17
●●●
「あの………。」「ん?」
みんなに助けてもらった後、落ち着きを取り戻した私たちはそのまま宿へ。
ご飯もお風呂も無事済ませ、自分たちが無傷であることに心底感謝した。
「どしたの?奥田さん。」
お風呂から出た後、有希ちゃんと茅野っちは渚や杉野と一緒に館内ゲームコーナーへ。
まだドライヤーを使っている私と奥田さんに、後でおいでと声をかけ、走っていった。
「あ、トリートメント使う?」
「ち、違います!!」
もう既に、ドライヤーを使い終わった奥田さん。
私に気を使っているのか、その場で動かないでいた。
「もう少しかかると思うし――……。」
ドライヤーを切り、ヘアブラシを手に取る。
「先ゲームコーナー行ってていい――」
「ごめんなさい!!」
「へ?」
急に大声で謝り出した奥田さん。
「え、と………?」
「私、1人だけ隠れてて………。相沢さん、とても怖い思いしたと思います。」
深々と頭を下げ、必死に謝る奥田さん。
彼女は、自分だけ無事だったことに負い目を感じていたらしい。
「私だけ、逃げちゃって………ほんと――きゃっ!!」
――ブオォッ!!
ドライヤーの風を奥田さんの顔に向けて発射!!もちろん手加減はしているしちゃんと安全確認しているけれど。
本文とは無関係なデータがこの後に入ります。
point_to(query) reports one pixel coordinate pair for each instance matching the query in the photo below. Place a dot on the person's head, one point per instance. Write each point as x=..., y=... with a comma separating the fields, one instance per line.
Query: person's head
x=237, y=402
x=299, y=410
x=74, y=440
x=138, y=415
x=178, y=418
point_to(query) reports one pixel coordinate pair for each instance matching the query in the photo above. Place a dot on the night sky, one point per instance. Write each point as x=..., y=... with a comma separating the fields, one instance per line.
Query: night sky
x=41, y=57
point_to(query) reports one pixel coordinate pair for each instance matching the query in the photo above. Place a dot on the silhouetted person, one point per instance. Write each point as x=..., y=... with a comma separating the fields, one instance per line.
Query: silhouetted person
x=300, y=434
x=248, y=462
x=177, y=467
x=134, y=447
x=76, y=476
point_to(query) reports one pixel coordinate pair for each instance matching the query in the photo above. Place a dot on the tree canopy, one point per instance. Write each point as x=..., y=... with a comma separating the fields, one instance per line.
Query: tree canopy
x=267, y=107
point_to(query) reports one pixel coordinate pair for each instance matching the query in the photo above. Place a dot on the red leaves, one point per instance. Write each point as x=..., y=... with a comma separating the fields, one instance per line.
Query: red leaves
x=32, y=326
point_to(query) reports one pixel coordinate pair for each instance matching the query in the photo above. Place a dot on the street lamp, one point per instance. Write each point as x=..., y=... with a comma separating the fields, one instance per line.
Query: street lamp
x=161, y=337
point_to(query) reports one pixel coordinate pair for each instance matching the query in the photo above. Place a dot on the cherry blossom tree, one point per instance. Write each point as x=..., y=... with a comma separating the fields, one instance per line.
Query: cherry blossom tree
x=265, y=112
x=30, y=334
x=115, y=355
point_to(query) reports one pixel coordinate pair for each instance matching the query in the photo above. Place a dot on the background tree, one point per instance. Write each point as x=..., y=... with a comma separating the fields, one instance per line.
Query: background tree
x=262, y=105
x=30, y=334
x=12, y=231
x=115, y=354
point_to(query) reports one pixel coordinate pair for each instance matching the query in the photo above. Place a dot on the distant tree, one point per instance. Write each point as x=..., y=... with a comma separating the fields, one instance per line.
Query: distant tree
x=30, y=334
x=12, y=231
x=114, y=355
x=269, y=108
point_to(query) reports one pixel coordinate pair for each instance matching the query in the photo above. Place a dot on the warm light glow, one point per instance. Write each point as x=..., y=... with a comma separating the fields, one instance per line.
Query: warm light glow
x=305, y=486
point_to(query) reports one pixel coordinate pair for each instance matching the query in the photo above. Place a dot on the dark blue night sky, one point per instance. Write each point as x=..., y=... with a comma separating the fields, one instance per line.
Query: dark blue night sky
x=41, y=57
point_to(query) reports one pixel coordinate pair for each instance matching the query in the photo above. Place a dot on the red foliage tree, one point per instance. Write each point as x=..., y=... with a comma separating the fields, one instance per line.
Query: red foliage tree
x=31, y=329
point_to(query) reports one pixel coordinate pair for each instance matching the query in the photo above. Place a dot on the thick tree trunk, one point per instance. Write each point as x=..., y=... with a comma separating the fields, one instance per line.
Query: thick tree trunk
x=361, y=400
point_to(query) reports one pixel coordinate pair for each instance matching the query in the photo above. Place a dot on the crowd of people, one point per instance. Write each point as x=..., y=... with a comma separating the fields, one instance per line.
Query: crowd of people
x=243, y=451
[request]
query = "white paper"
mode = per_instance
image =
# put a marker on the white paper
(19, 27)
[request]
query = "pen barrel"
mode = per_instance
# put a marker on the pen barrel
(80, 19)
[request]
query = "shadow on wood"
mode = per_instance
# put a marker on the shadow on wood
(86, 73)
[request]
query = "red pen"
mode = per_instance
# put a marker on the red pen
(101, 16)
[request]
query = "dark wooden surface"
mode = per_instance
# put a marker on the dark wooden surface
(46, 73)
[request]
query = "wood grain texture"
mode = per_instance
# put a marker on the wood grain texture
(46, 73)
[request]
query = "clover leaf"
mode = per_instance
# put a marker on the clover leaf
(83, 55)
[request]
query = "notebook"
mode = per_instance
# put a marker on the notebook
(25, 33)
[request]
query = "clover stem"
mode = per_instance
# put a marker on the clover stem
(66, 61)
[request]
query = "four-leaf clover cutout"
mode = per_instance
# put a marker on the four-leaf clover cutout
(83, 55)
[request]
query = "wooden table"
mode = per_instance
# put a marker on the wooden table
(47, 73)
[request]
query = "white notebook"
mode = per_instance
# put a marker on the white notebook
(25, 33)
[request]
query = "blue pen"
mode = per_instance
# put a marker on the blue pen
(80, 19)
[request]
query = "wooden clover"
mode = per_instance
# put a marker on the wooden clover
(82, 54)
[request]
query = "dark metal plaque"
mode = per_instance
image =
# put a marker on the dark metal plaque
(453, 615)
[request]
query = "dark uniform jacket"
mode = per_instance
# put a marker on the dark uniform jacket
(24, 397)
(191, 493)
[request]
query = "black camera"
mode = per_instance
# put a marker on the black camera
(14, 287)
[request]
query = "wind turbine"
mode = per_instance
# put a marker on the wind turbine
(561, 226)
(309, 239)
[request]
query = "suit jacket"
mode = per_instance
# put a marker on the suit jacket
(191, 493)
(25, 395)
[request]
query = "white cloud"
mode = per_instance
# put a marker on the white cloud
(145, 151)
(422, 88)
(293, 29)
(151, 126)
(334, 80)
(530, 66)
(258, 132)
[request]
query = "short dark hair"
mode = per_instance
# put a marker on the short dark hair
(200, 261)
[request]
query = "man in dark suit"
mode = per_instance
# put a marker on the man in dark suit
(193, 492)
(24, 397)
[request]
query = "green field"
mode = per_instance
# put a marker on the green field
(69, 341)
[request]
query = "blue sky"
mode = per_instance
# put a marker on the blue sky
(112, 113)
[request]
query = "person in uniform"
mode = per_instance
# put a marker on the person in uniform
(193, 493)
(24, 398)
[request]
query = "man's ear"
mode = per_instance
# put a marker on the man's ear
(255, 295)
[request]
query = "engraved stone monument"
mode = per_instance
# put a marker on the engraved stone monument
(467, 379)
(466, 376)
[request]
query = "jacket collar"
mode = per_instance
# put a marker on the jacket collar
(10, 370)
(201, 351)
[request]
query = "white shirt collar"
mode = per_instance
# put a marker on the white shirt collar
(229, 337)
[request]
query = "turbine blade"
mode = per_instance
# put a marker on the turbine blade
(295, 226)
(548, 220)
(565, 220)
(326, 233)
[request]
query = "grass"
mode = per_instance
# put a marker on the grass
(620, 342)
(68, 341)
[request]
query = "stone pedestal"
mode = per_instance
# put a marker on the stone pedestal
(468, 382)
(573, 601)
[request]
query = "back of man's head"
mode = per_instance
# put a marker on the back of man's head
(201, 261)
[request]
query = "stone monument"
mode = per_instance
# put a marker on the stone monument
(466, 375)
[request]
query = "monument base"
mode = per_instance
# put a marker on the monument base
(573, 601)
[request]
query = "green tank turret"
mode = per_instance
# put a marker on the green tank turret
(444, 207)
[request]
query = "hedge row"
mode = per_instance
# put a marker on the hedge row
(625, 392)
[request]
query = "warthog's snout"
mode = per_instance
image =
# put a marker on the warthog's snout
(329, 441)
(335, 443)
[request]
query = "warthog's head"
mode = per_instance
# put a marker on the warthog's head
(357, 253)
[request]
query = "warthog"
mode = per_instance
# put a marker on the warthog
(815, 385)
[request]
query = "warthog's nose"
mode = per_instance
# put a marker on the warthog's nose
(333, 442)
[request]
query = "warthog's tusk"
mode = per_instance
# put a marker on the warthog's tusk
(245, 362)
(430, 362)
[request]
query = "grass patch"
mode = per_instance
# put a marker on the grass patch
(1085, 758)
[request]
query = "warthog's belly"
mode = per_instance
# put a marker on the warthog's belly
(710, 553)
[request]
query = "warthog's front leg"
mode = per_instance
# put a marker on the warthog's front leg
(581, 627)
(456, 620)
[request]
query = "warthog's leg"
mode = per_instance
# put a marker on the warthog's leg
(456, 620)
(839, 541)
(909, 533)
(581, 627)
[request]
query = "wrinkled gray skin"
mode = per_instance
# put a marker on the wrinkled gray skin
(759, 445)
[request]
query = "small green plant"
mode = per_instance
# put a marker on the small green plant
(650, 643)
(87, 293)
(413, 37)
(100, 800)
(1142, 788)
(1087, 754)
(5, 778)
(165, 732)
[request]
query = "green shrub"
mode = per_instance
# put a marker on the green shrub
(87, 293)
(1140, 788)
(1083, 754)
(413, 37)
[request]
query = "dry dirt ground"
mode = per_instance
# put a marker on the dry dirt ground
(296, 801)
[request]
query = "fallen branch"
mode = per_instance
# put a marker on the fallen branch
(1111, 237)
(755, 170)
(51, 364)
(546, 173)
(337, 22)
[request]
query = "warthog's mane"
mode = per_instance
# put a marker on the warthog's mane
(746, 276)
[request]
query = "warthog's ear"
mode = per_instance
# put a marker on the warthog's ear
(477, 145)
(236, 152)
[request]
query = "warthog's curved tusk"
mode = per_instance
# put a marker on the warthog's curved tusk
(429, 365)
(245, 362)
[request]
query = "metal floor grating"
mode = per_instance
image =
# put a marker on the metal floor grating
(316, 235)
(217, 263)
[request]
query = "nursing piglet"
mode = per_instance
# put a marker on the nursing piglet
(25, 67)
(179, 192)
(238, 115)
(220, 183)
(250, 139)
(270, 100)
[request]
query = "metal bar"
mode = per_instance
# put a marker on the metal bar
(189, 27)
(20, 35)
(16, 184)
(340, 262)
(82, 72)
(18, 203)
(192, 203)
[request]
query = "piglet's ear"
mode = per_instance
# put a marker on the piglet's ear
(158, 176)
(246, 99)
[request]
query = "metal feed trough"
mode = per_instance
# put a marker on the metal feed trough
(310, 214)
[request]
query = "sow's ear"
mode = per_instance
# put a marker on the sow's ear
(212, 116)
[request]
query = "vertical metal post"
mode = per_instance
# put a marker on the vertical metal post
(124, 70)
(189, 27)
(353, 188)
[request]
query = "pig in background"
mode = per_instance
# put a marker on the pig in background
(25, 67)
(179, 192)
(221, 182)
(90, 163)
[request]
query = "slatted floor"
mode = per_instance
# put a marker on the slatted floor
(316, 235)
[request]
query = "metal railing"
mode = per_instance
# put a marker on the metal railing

「いいって、そんなの。奥田さん無事なら良かったもん。」
「で、も………。」
「大丈夫!!」
――守ってくれる友達がいるから。
「………はい!!」
そう笑ってみせれば、少し安心した様子の奥田さん。では、先に行っていますと元気よく出ていった。
「さて、と。」
ヘアブラシもトリートメントもドライヤーも、全て片づけて、さぁゲームコーナーへ向かおう。
女湯から出て、少し軋む床を踏みならしながら廊下を進む。と、自販機の傍のソファーでいちご煮オレを飲むカルマがいた。
「どこ行くの?」
「ゲームコーナー、の予定だったけど………。」
ポンポンと、自分が座っているソファーの隣を軽く叩くカルマ。
「行き先がソファーに変更になった。」
「良く分かってんじゃーん。」
自販機にコイン投入。あったかいカフェオレを購入後、勢いよくソファーに倒れかかる。
「やっぱカフェオレだな。」
「煮オレでしょ。」
「カルマはいつもそれだよね。」
ぴたり。彼が煮オレを飲む手が止まった。
数秒そのままステイして、少し意地の悪い顔になる。
「ねぇ、美藍?」
「なにカルマ。」
そう無表情で言ってやれば、満足そうに、笑った。
その理由がなんだかわかってしまって、ちょっと悔しかった。